Maybe in the past he had certain preferences, but clearly you changed his mind. I bet seeing your dedication to self-improvement made him fall for your drive and spirit even more. Actions speak louder than idle social media likes, you know?
At the end of the day, he chooses to be with YOU every day. He says he thinks you're beautiful - trust that! Comparing yourself won't change how he feels. Instead of focusing on insecurities, embrace the progress you've made and support each other.
Keep communicating with him too. Share your feelings in a calm way, and really listen to reassure each other. A little vulnerability can strengthen bonds. You've got this - stay confident in all you have to offer as a partner and as you. He fell for the whole amazing package. Now go show yourself some love too, beautiful!
First off, congrats on your 60lb weight loss! That is a huge accomplishment!! It seems to me that your boyfriend admires you, not only for who you are, but also who you are becoming. Sure, he could have chosen a girl who was already skinny and in shape, but the world is full of ladies who either didn’t have to try that hard to be that way, or are only that way because they only care about their looks.

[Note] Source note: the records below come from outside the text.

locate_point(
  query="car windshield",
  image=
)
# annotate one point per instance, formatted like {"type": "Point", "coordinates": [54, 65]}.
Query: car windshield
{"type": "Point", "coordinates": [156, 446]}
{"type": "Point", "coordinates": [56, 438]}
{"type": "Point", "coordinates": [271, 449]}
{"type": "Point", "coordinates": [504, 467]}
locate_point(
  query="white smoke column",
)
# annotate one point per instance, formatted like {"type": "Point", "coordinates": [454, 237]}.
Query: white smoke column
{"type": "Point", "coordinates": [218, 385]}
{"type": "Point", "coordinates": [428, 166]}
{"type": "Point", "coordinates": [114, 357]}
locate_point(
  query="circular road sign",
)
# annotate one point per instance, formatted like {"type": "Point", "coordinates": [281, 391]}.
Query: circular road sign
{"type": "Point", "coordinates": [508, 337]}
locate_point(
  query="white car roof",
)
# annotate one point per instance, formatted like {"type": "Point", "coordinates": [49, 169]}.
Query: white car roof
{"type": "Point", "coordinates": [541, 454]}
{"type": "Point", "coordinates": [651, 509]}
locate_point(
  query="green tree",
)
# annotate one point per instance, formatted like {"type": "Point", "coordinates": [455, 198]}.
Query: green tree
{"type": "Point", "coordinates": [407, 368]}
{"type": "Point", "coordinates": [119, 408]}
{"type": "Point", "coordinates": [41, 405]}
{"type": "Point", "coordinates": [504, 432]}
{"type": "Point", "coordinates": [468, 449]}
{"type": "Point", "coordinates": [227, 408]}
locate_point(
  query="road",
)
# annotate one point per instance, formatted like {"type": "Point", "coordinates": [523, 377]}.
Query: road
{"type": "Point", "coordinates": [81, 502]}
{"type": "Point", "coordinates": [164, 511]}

There’s something to be said for those who set out to accomplish something, and then do it. You are amazing for what you’ve done and for what you continue to do! It shows you’re an achiever, an overcomer, you have dedication and self-discipline, you are someone to be admired. And your boyfriend appreciates that about you.
Thank you for this! He has told me something along those lines of how he finds girls more beautiful at the hard work they put into themselves. I guess because he can relate to the journey as well since he was overweight and now a very fit guy.
Him and I will go run or workout somehow and even though he is so much faster and stronger than me he will sacrifice his own workout to help motivate and push me. Even when I tell him to just go on and do his own thing. He will tell me no and that he wants to be there with me.
So, while I do find myself beautiful at times, I still very much struggle with this journey of self love for myself. It makes me upset at the damage I have done to myself physically and mentally because of it. It is hard not to want to be this fit and beautiful girl for him right NOW as well as for myself. I know that it will take time this journey and it’s hard for me to not want him to look at me and be this complete “dream girl” to him.